A) Vertical aCGH profiles of chromosome 17 of four breast cancer cell lines with increasing copy number of ERBB2 locus (MDA-MB-453, MDA-MB-361, SKBR3 and BT474) generated using unamplified DNA (upper row) or single-cell WGA products (lower row). Red brackets indicate the position of the ERBB2 locus. Corresponding FISH ratios (ERBB2 vs. CEP17) of all cell lines are indicated in blue brackets. B) Correlation of average log2 values of ERBB2 specific probes obtained in single-cell aCGH experiments (Y-axis) vs. corresponding values obtained with unamplified DNA (X-axis). DNA samples from four breast cancer cell lines (MDA-MB-453, MDA-MB-361, SKBR3, BT474) have been included in the analysis. Pearson’s correlation coefficient 0.94. C) Correlation of average log2 values specific for ERBB2 locus obtained in single-cell aCGH experiments (Y-axis) vs. FISH ratios (ERBB2/CEP17) calculated for four breast cancer cell lines: MDA-MB-453, MDA-MB-361, SKBR3, BT474. Pearson’s correlation coefficient 0.97.
Figure 5
Figure 5. Molecular findings in individual DCCs over the course of systemic treatment.
A) Chemotherapy regime: first patient was subjected to three cycles of 75 mg/m2 Taxotere® (T) and 50 mg/m2 Doxorubicin (D) in three week intervals. Subsequently followed two cycles of high dose chemotherapy treatment with an intermediate interval of 4-6 weeks. In the first cycle 500 mg/m2 of Vepesid (V), 4000 mg/m2 of Isofamid (I) and 500 mg/m2 of Carboplatin (C) was administered. The last cycle consisted of 1500 mg/m2 of Cyclophosphamid (Cy) and 200 mg/m2 of Thiotepa (T). Both cycles of high dose chemotherapeutic treatment were accompanied by addition of granulocyte colony-stimulating factor (G-CSF), and autologous transplant of peripheral blood stem cells (PBSCs). B) The course and outcome of bone marrow sampling.
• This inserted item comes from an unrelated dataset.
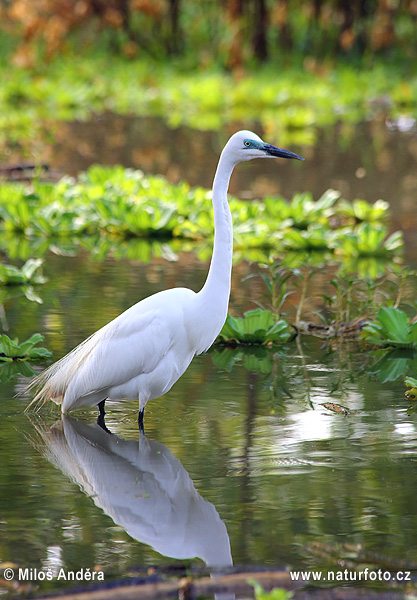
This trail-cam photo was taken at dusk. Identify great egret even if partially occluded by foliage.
[28,131,304,426]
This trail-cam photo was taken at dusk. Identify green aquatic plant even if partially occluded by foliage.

DCC count indicated the number of identified DCCs in 1.0×106 mononuclear cells. C) Venn diagram depicting distribution of MRAs (gains and losses) across three types of clinical samples. D) Hierarchical clustering (distance: Euclidian; linkage: average) of samples including DCCs, the primary tumor and a metastatic lesion. E) Table depicting core MRAs that were found in all DCCs, the primary tumor and the metastatic lesion or in the metastatic compartments (DCCs and the lymph metastasis) only.